On April 29, 2021, my dear sweet husband will be gone from his early home for 3 years.  It's sad of me to want him with me when I know he is in perfect health with his Maker.  Is it normal that I still feel the pain I felt when he first died.  It was then I knew that hearts can break and once they break they are never the same again.  

It's almost 3 years and I can't break this pain that surrounds me.  It's almost as if I can't breathe the pain is so great.  I have to be thankful for the pain I feel today because there are those who are alive today who have never felt the love that Bill gave to me so easily.  I had a friend tell me that she has "never experienced that kind of love in her life."  So, in a way, I need to feel grateful for my tears.  My tears are a sign that this mere mortal man transformed my life into something beautiful and wonderful.  This man gave me two beautiful children who are a constant reminder that Bill was here and he did exist and he existed to love his wife and children; but mostly he loved and trusted in his Maker.

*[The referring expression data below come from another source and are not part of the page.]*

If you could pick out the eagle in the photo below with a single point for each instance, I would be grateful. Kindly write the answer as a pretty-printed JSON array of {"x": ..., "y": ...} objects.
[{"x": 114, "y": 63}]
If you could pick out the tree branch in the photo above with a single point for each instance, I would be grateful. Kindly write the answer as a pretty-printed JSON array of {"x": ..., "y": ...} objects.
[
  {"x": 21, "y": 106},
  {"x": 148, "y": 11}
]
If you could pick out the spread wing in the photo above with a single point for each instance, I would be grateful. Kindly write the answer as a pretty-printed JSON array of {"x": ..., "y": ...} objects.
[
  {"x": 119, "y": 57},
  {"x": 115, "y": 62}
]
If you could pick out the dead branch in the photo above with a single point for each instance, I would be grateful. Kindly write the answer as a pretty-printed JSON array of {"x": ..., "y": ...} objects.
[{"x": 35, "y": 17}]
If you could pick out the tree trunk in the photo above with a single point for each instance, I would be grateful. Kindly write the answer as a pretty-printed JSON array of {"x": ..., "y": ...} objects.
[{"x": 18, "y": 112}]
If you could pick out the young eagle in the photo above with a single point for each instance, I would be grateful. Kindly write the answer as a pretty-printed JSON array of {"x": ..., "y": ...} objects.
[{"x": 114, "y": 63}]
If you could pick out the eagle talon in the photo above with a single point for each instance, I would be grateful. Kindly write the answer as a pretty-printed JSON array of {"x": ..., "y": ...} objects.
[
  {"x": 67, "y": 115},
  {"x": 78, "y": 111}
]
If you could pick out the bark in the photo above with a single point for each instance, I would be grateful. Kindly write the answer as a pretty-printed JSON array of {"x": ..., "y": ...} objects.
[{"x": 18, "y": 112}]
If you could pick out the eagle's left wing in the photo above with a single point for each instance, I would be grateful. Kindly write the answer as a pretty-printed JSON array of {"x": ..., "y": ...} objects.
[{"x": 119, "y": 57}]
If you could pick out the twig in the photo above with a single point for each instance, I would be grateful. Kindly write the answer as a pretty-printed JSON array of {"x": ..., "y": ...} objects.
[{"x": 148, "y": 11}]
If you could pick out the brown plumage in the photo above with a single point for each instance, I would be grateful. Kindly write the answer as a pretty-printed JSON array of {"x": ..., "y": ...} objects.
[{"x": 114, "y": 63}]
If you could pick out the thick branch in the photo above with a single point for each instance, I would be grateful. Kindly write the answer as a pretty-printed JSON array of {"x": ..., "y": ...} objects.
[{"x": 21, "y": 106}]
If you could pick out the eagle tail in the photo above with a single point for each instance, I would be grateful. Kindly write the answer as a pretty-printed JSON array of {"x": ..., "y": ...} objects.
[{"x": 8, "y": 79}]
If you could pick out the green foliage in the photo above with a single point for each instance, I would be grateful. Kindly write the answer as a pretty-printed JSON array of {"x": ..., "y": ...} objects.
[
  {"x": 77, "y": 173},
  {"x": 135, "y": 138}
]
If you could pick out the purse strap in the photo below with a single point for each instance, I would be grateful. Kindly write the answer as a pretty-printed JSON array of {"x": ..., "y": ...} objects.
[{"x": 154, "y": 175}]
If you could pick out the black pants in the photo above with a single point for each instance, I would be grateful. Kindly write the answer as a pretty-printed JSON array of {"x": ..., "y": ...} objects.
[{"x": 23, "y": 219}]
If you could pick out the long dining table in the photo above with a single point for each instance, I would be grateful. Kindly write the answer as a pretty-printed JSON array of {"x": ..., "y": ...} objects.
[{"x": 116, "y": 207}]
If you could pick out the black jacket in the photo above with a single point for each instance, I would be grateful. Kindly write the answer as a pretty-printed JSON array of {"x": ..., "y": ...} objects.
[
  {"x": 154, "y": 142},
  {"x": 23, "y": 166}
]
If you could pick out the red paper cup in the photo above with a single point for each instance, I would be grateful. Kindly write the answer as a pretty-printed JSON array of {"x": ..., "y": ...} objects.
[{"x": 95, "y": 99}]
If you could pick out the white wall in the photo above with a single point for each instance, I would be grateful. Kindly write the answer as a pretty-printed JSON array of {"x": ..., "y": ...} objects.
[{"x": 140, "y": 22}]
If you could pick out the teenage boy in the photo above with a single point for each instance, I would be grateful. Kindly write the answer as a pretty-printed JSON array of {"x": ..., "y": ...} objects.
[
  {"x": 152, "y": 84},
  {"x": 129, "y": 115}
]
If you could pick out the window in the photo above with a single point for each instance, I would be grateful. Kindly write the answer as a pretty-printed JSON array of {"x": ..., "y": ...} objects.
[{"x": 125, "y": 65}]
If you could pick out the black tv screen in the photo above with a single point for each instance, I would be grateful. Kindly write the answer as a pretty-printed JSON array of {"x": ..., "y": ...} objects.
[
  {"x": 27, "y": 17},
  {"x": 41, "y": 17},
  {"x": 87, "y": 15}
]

Thursday, January 28, 2021

Flashbulb


 This is a picture of me and my dog Roscoe.  I posted that picture to get  you to look my way.  Most people don't read posts that don't have a picture so that is my token picture.   This post is not about me really; it's about life and my view of it.  

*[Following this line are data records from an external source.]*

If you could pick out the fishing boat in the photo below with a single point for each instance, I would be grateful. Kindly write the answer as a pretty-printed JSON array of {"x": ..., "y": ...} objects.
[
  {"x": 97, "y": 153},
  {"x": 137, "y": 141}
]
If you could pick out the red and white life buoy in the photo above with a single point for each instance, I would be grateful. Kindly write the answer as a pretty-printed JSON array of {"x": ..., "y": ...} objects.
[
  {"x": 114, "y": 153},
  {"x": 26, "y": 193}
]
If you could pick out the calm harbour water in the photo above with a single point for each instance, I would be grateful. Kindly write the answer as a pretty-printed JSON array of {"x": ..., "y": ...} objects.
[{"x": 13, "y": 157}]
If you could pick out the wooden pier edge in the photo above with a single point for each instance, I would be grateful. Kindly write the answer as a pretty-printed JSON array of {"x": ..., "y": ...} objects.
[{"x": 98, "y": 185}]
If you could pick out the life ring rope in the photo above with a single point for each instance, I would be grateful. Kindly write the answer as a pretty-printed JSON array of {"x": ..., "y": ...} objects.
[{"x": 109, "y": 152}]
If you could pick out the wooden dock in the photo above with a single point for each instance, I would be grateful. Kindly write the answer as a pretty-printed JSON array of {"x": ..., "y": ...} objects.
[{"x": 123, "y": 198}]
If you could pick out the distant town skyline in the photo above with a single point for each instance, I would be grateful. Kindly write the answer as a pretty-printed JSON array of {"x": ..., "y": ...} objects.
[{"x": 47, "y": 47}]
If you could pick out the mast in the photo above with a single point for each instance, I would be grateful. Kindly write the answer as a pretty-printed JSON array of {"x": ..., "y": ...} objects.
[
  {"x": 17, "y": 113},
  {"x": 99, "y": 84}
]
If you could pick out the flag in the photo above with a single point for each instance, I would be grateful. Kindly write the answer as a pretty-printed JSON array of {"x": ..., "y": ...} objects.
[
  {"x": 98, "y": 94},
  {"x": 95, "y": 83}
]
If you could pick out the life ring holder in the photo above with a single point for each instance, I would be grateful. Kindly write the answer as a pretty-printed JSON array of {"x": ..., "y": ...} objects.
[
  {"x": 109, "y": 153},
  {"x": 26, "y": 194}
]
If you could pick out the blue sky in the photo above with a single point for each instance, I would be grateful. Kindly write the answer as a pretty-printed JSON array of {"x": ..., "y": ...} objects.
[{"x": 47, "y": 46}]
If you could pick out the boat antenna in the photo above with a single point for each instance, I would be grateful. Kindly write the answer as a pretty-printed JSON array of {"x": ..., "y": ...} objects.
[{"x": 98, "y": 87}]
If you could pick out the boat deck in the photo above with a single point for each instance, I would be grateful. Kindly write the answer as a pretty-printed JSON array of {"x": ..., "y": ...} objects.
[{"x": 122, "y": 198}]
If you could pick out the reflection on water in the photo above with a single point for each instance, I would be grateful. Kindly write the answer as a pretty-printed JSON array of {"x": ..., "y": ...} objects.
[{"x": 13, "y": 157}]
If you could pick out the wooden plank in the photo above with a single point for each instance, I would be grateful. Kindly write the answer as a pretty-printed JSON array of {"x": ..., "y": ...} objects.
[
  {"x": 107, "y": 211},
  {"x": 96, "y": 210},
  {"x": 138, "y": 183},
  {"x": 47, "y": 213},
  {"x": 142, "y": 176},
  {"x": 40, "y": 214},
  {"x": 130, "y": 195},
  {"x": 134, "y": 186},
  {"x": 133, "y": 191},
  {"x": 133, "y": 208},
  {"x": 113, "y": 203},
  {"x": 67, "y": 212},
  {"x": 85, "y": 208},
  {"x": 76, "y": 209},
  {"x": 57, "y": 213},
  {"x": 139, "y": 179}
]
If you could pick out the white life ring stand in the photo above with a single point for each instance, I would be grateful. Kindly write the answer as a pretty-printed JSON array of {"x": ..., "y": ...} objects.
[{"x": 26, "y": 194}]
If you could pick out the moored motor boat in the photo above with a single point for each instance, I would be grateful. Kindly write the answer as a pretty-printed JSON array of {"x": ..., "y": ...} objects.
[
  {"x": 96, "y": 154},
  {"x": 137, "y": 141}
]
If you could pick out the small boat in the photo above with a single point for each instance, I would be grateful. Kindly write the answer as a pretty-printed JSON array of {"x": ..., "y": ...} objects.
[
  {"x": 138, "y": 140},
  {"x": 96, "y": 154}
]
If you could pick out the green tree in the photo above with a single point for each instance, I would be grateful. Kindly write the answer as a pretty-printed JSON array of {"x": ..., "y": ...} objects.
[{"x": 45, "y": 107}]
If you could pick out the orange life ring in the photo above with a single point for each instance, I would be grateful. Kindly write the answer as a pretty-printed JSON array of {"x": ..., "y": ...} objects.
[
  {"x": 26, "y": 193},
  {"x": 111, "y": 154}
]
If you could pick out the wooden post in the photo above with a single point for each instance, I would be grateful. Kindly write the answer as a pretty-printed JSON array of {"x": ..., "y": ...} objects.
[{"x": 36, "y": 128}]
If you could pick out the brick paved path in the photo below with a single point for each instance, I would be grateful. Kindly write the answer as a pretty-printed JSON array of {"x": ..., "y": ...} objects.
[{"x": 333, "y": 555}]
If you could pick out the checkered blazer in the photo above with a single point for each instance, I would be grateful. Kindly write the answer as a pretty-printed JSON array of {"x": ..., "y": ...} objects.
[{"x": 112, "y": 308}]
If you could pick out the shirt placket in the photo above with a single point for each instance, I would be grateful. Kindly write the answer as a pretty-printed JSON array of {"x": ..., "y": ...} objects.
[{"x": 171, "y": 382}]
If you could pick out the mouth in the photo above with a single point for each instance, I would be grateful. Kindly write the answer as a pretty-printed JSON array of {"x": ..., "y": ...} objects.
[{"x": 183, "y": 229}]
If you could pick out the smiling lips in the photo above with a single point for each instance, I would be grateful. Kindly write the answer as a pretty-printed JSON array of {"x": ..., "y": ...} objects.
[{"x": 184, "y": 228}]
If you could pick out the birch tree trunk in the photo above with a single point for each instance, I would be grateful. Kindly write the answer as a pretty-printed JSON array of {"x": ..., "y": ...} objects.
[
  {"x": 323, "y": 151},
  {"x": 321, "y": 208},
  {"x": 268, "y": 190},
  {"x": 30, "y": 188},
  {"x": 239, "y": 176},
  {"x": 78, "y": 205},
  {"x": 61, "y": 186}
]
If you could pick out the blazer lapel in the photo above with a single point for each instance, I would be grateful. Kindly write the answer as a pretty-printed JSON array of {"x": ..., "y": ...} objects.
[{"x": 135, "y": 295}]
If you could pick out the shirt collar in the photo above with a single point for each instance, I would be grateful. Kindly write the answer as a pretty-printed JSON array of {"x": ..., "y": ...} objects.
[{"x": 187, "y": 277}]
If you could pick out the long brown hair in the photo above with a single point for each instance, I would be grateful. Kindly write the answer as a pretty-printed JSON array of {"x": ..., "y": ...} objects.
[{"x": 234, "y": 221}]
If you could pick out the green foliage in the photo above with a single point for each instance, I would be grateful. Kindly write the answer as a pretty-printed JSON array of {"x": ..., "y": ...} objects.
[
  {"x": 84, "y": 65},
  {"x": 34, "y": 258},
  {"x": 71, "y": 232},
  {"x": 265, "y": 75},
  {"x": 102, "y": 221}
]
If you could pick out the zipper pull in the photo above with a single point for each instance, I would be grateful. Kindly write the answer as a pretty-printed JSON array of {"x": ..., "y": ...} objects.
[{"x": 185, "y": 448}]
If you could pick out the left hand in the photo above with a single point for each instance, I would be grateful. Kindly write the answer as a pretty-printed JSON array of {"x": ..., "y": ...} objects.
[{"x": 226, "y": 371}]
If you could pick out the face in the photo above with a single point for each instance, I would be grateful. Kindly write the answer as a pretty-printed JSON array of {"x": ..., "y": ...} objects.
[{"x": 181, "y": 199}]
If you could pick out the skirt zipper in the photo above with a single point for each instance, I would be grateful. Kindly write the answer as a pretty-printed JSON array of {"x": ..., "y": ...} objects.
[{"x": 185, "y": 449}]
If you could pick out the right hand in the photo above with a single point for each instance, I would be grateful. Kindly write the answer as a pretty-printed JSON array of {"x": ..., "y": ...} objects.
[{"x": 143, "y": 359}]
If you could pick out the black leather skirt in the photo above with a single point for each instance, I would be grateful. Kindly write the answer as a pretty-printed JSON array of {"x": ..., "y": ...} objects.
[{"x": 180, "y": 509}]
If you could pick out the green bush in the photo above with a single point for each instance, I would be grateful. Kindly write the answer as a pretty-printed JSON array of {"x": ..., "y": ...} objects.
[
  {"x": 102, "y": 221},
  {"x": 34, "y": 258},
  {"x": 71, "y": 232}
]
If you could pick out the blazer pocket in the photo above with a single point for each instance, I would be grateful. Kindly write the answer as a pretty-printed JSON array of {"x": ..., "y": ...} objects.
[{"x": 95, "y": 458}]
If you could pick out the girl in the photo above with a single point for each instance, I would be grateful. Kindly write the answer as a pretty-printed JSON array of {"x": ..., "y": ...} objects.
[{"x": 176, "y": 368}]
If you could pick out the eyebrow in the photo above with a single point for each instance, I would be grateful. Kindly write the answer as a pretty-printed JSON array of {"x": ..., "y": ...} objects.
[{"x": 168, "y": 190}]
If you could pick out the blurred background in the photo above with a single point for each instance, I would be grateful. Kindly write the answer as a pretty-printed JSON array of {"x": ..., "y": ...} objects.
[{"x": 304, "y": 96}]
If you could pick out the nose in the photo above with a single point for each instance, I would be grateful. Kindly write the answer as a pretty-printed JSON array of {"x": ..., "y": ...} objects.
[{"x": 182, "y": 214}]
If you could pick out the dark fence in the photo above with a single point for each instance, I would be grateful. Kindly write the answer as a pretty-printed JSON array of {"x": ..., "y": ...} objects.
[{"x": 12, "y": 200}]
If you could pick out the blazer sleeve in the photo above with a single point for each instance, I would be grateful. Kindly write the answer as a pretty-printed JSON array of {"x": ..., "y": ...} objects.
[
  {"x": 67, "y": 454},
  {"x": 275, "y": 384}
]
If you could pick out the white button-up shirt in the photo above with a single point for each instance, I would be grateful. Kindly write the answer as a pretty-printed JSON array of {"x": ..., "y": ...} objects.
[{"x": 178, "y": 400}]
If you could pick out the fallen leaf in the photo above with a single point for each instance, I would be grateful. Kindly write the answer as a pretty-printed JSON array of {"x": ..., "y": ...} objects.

In my life there has been three political "flashbulb" moments.  The first was the assassination of President Kennedy and the second was the terrorist attack on the Twin Towers.  I can remember exactly what I was doing when I heard the news of each event.  It's not either of those events that I want to talk about.  What I want to talk about is the storming of the Capitol; my third "flashbulb" moment.  

I couldn't believe my eyes as I watched protestors turn into an angry mob of rioters spurred on by President Trump words.  Trump offered to march down to the Capitol with them but he didn't, he was safe within the walls of the Oval Office watching the action on TV like the rest of Americans.  He watched as the rioters stormed through the doors of the Capitol building and chanted that it was Pence's hanging that they wanted.  He could have stopped things from progressing.  These rioters were his supporters out for a good day of lynching and pilfering information and he could have [probably] stopped them with his words.  All he needed to do was tell them to "stand down" like he has said before.  He needed to speak as the President of the United States that this kind of behavior will not be tolerated.  Instead, We The People created a monster who can't be controlled.  This coup attempt of his was defeated, thank goodness, but I fear his reign is not over.  Power spurs him on; power, like lightening courses through his veins.  He does not resign well; he does not take defeat well.  Unfortunately, he is a "movement" that may be overtaking half our population.